Allow clients to be given key range restrictions #1419

alexmiller-apple opened this issue Apr 4, 2019 · 11 comments

Comments

@alexmiller-apple
Copy link
Contributor

alexmiller-apple commented Apr 4, 2019

To try and provide some layer of safety for use cases that have multiple different applications sharing an FDB cluster, it'd be nice to be able to forcefully restrict clients to only be able to interact with keys owned by their application.

I'm envisioning something like adding to the environment of clients
FDB_NETWORK_OPTION_MINIMUM_KEY_PERMITTED=\x02
FDB_NETWORK_OPTION_MAXIMUM_KEY_PERMITTED=\x03

It's possible that for layers, we'd need to allow multiple ranges of restrictions, to allow the layer metadata subspace to be accessed as well as the data subspace.

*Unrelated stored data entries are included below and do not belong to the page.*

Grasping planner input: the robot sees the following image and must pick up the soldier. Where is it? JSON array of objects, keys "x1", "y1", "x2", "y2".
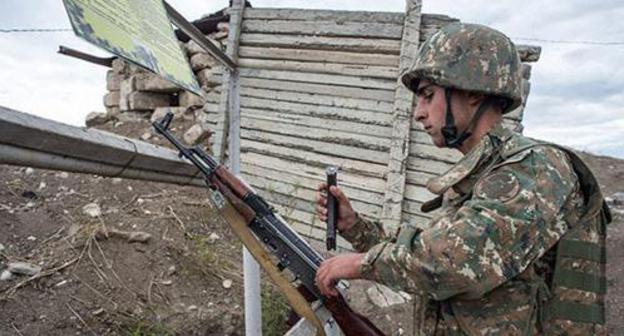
[{"x1": 316, "y1": 24, "x2": 610, "y2": 335}]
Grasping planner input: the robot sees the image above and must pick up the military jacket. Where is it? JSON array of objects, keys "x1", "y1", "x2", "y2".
[{"x1": 341, "y1": 125, "x2": 604, "y2": 335}]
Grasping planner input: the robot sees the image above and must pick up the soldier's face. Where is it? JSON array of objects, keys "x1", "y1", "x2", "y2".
[{"x1": 414, "y1": 80, "x2": 446, "y2": 147}]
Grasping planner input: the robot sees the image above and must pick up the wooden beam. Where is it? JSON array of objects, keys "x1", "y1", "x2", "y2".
[
  {"x1": 241, "y1": 87, "x2": 392, "y2": 113},
  {"x1": 243, "y1": 19, "x2": 403, "y2": 40},
  {"x1": 240, "y1": 68, "x2": 397, "y2": 90},
  {"x1": 212, "y1": 1, "x2": 245, "y2": 162},
  {"x1": 244, "y1": 8, "x2": 404, "y2": 25},
  {"x1": 239, "y1": 58, "x2": 398, "y2": 80},
  {"x1": 0, "y1": 106, "x2": 201, "y2": 185},
  {"x1": 239, "y1": 46, "x2": 399, "y2": 68},
  {"x1": 380, "y1": 0, "x2": 422, "y2": 228},
  {"x1": 240, "y1": 33, "x2": 400, "y2": 55},
  {"x1": 241, "y1": 77, "x2": 394, "y2": 102}
]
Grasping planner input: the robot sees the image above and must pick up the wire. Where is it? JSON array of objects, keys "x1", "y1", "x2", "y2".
[
  {"x1": 0, "y1": 28, "x2": 72, "y2": 33},
  {"x1": 512, "y1": 37, "x2": 624, "y2": 46}
]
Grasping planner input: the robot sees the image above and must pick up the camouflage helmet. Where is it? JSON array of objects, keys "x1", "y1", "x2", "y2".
[{"x1": 401, "y1": 23, "x2": 522, "y2": 113}]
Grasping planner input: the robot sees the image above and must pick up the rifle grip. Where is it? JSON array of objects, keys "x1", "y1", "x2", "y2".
[{"x1": 325, "y1": 166, "x2": 338, "y2": 251}]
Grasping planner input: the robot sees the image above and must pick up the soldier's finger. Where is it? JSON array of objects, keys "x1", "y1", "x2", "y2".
[
  {"x1": 329, "y1": 186, "x2": 349, "y2": 203},
  {"x1": 316, "y1": 194, "x2": 327, "y2": 206}
]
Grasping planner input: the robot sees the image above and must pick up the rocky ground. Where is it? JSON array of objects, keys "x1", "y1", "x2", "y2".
[{"x1": 0, "y1": 115, "x2": 624, "y2": 336}]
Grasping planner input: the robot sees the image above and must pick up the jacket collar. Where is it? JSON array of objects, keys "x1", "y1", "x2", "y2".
[{"x1": 427, "y1": 123, "x2": 513, "y2": 195}]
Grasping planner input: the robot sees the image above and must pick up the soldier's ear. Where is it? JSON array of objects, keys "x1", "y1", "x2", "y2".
[{"x1": 466, "y1": 92, "x2": 487, "y2": 107}]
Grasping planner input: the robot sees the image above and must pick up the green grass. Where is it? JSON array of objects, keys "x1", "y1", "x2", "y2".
[
  {"x1": 262, "y1": 284, "x2": 290, "y2": 336},
  {"x1": 125, "y1": 321, "x2": 175, "y2": 336}
]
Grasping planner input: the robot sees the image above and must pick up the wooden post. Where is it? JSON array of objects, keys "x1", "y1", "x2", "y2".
[
  {"x1": 215, "y1": 0, "x2": 262, "y2": 336},
  {"x1": 213, "y1": 0, "x2": 245, "y2": 163},
  {"x1": 380, "y1": 0, "x2": 422, "y2": 228}
]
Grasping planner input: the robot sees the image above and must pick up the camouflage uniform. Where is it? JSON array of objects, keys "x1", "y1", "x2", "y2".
[{"x1": 341, "y1": 23, "x2": 609, "y2": 335}]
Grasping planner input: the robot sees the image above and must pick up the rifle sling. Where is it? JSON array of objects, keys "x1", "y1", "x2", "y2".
[{"x1": 210, "y1": 191, "x2": 325, "y2": 336}]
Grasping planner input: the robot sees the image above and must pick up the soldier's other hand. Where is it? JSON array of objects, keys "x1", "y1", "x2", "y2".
[
  {"x1": 314, "y1": 253, "x2": 365, "y2": 297},
  {"x1": 316, "y1": 183, "x2": 357, "y2": 232}
]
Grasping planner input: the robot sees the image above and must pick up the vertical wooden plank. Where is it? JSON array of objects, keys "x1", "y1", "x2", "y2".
[
  {"x1": 212, "y1": 0, "x2": 245, "y2": 162},
  {"x1": 380, "y1": 0, "x2": 422, "y2": 229}
]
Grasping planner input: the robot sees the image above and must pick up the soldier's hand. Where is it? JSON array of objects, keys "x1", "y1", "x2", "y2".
[
  {"x1": 314, "y1": 253, "x2": 365, "y2": 297},
  {"x1": 316, "y1": 183, "x2": 357, "y2": 232}
]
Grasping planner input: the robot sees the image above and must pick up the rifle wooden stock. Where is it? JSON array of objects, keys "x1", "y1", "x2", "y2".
[
  {"x1": 297, "y1": 286, "x2": 385, "y2": 336},
  {"x1": 152, "y1": 113, "x2": 383, "y2": 336}
]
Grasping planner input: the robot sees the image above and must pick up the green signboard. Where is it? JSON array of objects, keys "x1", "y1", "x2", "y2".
[{"x1": 63, "y1": 0, "x2": 201, "y2": 94}]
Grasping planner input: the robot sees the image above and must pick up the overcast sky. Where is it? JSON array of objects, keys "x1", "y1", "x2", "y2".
[{"x1": 0, "y1": 0, "x2": 624, "y2": 158}]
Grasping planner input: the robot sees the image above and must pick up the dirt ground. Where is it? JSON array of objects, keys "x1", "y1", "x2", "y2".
[{"x1": 0, "y1": 117, "x2": 624, "y2": 336}]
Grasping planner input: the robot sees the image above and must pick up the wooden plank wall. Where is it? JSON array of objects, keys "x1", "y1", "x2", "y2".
[{"x1": 205, "y1": 8, "x2": 532, "y2": 248}]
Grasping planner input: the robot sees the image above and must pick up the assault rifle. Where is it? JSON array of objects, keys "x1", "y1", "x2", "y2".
[{"x1": 153, "y1": 113, "x2": 383, "y2": 336}]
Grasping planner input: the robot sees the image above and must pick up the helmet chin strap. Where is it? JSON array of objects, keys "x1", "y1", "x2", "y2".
[{"x1": 442, "y1": 88, "x2": 494, "y2": 148}]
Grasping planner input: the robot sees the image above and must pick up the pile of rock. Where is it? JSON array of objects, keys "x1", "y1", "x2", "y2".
[{"x1": 86, "y1": 22, "x2": 229, "y2": 148}]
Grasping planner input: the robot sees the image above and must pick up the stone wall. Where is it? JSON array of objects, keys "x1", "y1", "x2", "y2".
[{"x1": 86, "y1": 22, "x2": 228, "y2": 144}]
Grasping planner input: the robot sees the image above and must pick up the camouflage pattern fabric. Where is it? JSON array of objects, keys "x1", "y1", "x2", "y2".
[
  {"x1": 341, "y1": 125, "x2": 602, "y2": 335},
  {"x1": 401, "y1": 23, "x2": 522, "y2": 112}
]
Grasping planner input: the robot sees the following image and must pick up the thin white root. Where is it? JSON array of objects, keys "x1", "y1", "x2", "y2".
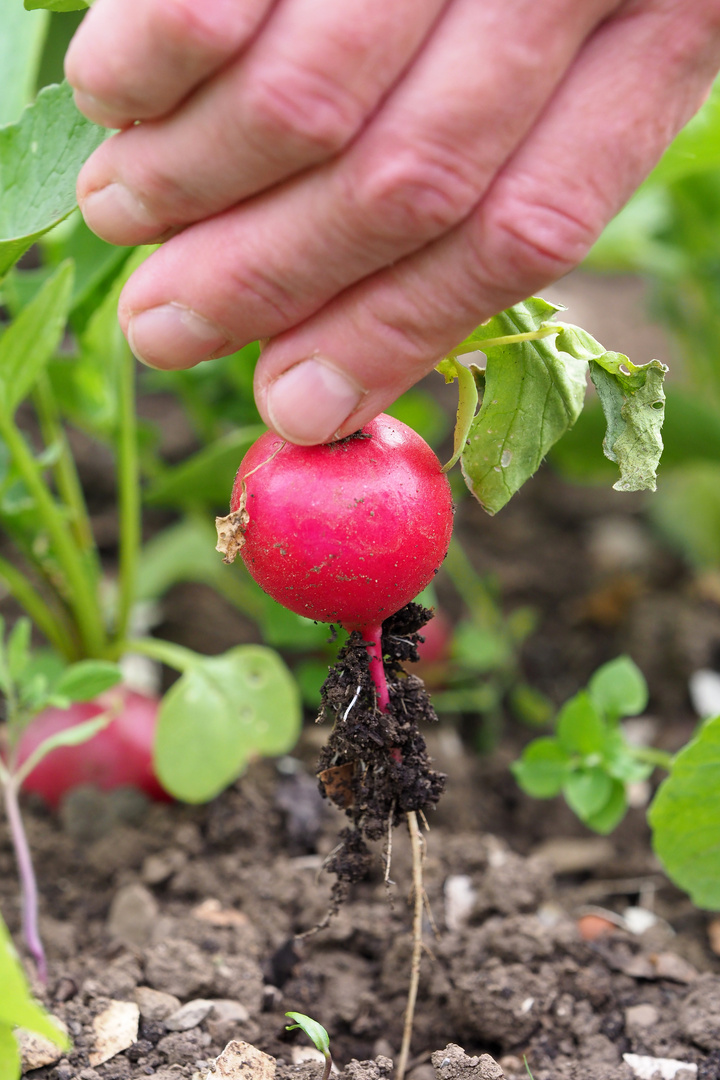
[{"x1": 395, "y1": 810, "x2": 425, "y2": 1080}]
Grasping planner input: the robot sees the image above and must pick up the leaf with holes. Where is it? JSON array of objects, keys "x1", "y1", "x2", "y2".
[
  {"x1": 0, "y1": 83, "x2": 108, "y2": 278},
  {"x1": 648, "y1": 716, "x2": 720, "y2": 912},
  {"x1": 154, "y1": 645, "x2": 301, "y2": 802}
]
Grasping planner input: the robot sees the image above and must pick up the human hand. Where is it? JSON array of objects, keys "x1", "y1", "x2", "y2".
[{"x1": 66, "y1": 0, "x2": 720, "y2": 443}]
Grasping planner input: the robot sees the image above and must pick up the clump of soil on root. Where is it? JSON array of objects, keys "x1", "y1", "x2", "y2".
[{"x1": 317, "y1": 604, "x2": 446, "y2": 894}]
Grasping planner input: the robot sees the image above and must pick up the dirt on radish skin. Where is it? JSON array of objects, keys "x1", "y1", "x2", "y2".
[
  {"x1": 218, "y1": 415, "x2": 452, "y2": 630},
  {"x1": 317, "y1": 604, "x2": 445, "y2": 905}
]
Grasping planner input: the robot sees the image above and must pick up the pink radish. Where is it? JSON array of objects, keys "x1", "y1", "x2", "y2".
[
  {"x1": 18, "y1": 687, "x2": 167, "y2": 807},
  {"x1": 218, "y1": 414, "x2": 452, "y2": 710}
]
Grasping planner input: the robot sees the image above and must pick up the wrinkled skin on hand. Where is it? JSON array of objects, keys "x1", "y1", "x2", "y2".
[{"x1": 66, "y1": 0, "x2": 720, "y2": 444}]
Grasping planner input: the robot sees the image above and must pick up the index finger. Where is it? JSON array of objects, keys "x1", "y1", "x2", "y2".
[{"x1": 65, "y1": 0, "x2": 274, "y2": 127}]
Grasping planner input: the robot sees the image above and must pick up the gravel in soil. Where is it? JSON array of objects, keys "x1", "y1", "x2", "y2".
[{"x1": 0, "y1": 732, "x2": 720, "y2": 1080}]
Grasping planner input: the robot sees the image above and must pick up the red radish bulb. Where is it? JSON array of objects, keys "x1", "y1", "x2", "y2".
[
  {"x1": 218, "y1": 414, "x2": 452, "y2": 708},
  {"x1": 18, "y1": 687, "x2": 168, "y2": 807}
]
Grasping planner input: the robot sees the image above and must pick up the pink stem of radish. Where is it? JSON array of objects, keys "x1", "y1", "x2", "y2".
[
  {"x1": 5, "y1": 779, "x2": 47, "y2": 983},
  {"x1": 361, "y1": 625, "x2": 390, "y2": 713}
]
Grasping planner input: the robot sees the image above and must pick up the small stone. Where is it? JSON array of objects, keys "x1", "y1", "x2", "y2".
[
  {"x1": 290, "y1": 1047, "x2": 325, "y2": 1067},
  {"x1": 431, "y1": 1042, "x2": 504, "y2": 1080},
  {"x1": 212, "y1": 998, "x2": 250, "y2": 1024},
  {"x1": 625, "y1": 1004, "x2": 660, "y2": 1035},
  {"x1": 623, "y1": 1054, "x2": 697, "y2": 1080},
  {"x1": 140, "y1": 848, "x2": 188, "y2": 885},
  {"x1": 87, "y1": 1001, "x2": 140, "y2": 1066},
  {"x1": 207, "y1": 1040, "x2": 275, "y2": 1080},
  {"x1": 165, "y1": 998, "x2": 213, "y2": 1031},
  {"x1": 190, "y1": 897, "x2": 249, "y2": 927},
  {"x1": 108, "y1": 881, "x2": 159, "y2": 945},
  {"x1": 14, "y1": 1016, "x2": 68, "y2": 1072},
  {"x1": 533, "y1": 836, "x2": 615, "y2": 874}
]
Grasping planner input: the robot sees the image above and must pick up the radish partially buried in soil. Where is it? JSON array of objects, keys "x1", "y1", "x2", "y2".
[
  {"x1": 17, "y1": 687, "x2": 169, "y2": 807},
  {"x1": 217, "y1": 415, "x2": 452, "y2": 899}
]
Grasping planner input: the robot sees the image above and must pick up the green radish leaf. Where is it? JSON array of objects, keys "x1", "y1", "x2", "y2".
[
  {"x1": 0, "y1": 1021, "x2": 22, "y2": 1080},
  {"x1": 0, "y1": 82, "x2": 108, "y2": 278},
  {"x1": 0, "y1": 918, "x2": 70, "y2": 1045},
  {"x1": 25, "y1": 0, "x2": 92, "y2": 11},
  {"x1": 154, "y1": 645, "x2": 301, "y2": 802},
  {"x1": 15, "y1": 712, "x2": 116, "y2": 786},
  {"x1": 53, "y1": 660, "x2": 122, "y2": 701},
  {"x1": 557, "y1": 325, "x2": 667, "y2": 491},
  {"x1": 41, "y1": 214, "x2": 137, "y2": 334},
  {"x1": 648, "y1": 716, "x2": 720, "y2": 912},
  {"x1": 0, "y1": 0, "x2": 47, "y2": 124},
  {"x1": 285, "y1": 1012, "x2": 330, "y2": 1057},
  {"x1": 555, "y1": 690, "x2": 608, "y2": 757},
  {"x1": 562, "y1": 765, "x2": 613, "y2": 822},
  {"x1": 584, "y1": 780, "x2": 627, "y2": 836},
  {"x1": 435, "y1": 356, "x2": 478, "y2": 472},
  {"x1": 650, "y1": 461, "x2": 720, "y2": 570},
  {"x1": 0, "y1": 259, "x2": 72, "y2": 416},
  {"x1": 511, "y1": 738, "x2": 571, "y2": 799},
  {"x1": 461, "y1": 297, "x2": 587, "y2": 514},
  {"x1": 643, "y1": 82, "x2": 720, "y2": 189},
  {"x1": 587, "y1": 657, "x2": 648, "y2": 720}
]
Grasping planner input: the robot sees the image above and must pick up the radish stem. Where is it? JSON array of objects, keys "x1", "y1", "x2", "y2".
[
  {"x1": 5, "y1": 778, "x2": 47, "y2": 983},
  {"x1": 361, "y1": 624, "x2": 390, "y2": 713}
]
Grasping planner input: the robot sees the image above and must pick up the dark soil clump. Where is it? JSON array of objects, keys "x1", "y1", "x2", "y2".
[{"x1": 318, "y1": 604, "x2": 446, "y2": 889}]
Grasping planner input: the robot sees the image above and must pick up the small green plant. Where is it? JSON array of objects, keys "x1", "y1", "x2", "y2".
[
  {"x1": 0, "y1": 918, "x2": 70, "y2": 1080},
  {"x1": 512, "y1": 657, "x2": 720, "y2": 910},
  {"x1": 285, "y1": 1012, "x2": 332, "y2": 1080}
]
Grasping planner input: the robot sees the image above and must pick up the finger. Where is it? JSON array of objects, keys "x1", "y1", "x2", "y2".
[
  {"x1": 65, "y1": 0, "x2": 273, "y2": 127},
  {"x1": 256, "y1": 4, "x2": 720, "y2": 444},
  {"x1": 115, "y1": 0, "x2": 602, "y2": 345},
  {"x1": 78, "y1": 0, "x2": 447, "y2": 244}
]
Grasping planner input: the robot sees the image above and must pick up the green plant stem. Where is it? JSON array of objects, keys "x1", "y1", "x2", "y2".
[
  {"x1": 118, "y1": 637, "x2": 202, "y2": 672},
  {"x1": 443, "y1": 539, "x2": 501, "y2": 629},
  {"x1": 114, "y1": 349, "x2": 141, "y2": 640},
  {"x1": 448, "y1": 326, "x2": 562, "y2": 356},
  {"x1": 628, "y1": 746, "x2": 673, "y2": 772},
  {"x1": 0, "y1": 410, "x2": 107, "y2": 657},
  {"x1": 4, "y1": 778, "x2": 47, "y2": 983},
  {"x1": 32, "y1": 373, "x2": 99, "y2": 557},
  {"x1": 0, "y1": 557, "x2": 78, "y2": 660}
]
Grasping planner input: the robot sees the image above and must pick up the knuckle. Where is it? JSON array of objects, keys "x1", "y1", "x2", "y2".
[
  {"x1": 349, "y1": 143, "x2": 483, "y2": 240},
  {"x1": 483, "y1": 187, "x2": 602, "y2": 287},
  {"x1": 223, "y1": 264, "x2": 307, "y2": 338},
  {"x1": 147, "y1": 0, "x2": 249, "y2": 58},
  {"x1": 246, "y1": 66, "x2": 364, "y2": 157}
]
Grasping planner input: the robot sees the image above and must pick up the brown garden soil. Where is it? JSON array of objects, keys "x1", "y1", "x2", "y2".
[
  {"x1": 7, "y1": 462, "x2": 720, "y2": 1080},
  {"x1": 0, "y1": 272, "x2": 720, "y2": 1080}
]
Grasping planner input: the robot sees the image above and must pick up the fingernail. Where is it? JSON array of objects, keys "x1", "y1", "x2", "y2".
[
  {"x1": 127, "y1": 303, "x2": 229, "y2": 370},
  {"x1": 266, "y1": 357, "x2": 365, "y2": 446},
  {"x1": 80, "y1": 180, "x2": 163, "y2": 243}
]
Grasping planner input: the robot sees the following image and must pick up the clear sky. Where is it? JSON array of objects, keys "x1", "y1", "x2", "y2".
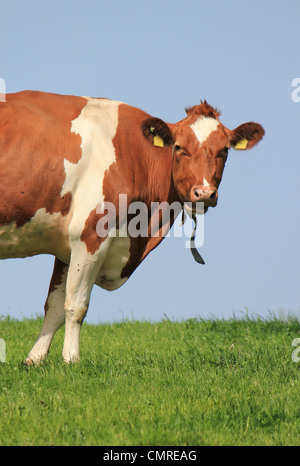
[{"x1": 0, "y1": 0, "x2": 300, "y2": 323}]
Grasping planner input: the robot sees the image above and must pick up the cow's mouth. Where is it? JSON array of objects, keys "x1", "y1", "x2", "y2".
[{"x1": 183, "y1": 202, "x2": 208, "y2": 217}]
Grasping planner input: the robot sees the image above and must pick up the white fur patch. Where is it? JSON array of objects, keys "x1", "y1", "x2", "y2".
[{"x1": 191, "y1": 116, "x2": 219, "y2": 144}]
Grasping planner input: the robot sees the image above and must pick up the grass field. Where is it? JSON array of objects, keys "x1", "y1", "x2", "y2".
[{"x1": 0, "y1": 318, "x2": 300, "y2": 446}]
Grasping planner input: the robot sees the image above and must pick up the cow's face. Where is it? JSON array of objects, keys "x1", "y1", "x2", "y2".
[
  {"x1": 173, "y1": 102, "x2": 264, "y2": 213},
  {"x1": 142, "y1": 102, "x2": 264, "y2": 214}
]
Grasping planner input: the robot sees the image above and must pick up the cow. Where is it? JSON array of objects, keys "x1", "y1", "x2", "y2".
[{"x1": 0, "y1": 91, "x2": 264, "y2": 365}]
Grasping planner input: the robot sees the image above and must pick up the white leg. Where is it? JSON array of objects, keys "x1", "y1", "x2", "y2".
[
  {"x1": 62, "y1": 239, "x2": 110, "y2": 362},
  {"x1": 24, "y1": 259, "x2": 68, "y2": 365}
]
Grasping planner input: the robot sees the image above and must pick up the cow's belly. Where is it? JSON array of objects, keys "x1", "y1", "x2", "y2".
[
  {"x1": 96, "y1": 237, "x2": 130, "y2": 291},
  {"x1": 0, "y1": 209, "x2": 70, "y2": 263}
]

And we would likely need to always permit access to \xff keys if ACCESS_SYSTEM_KEYS is set, and potentially also the directory layer subspace as well.

Clients that access a key outside of [min, max) would receive a non-retryable error restricted_key_accessed().

@xumengpanda
Copy link
Contributor

xumengpanda commented Apr 4, 2019

Does this mean that we want multi-tenant support?
If we are going to the multi-tenant direction, it may be better to first define the problem scope.
For example, in a multi-tenant environment, do we allow any of the following things to happen:

  1. When a tenant got rate limited, will other tenant be affected?
  2. Should we limit the space (normal key space and system key space) a tenant uses?
    We probably don't want a crazy tenant uses all space.
  3. Should we assign different priorities to different types of tenants?
    etc...

@alexmiller-apple
Copy link
Contributor Author

Does this mean that we want multi-tenant support?

I am not proposing multi-tenant support, but that doesn't stop use cases from existing where one ends up packing disjoint sets of clients into one cluster, and having an extra layer of enforced safety there to prevent a stray clearrange \x00 \xff is always nice.

@ajbeamon
Copy link
Contributor

ajbeamon commented Apr 5, 2019

Would this restriction be just for writes or would it also include reads?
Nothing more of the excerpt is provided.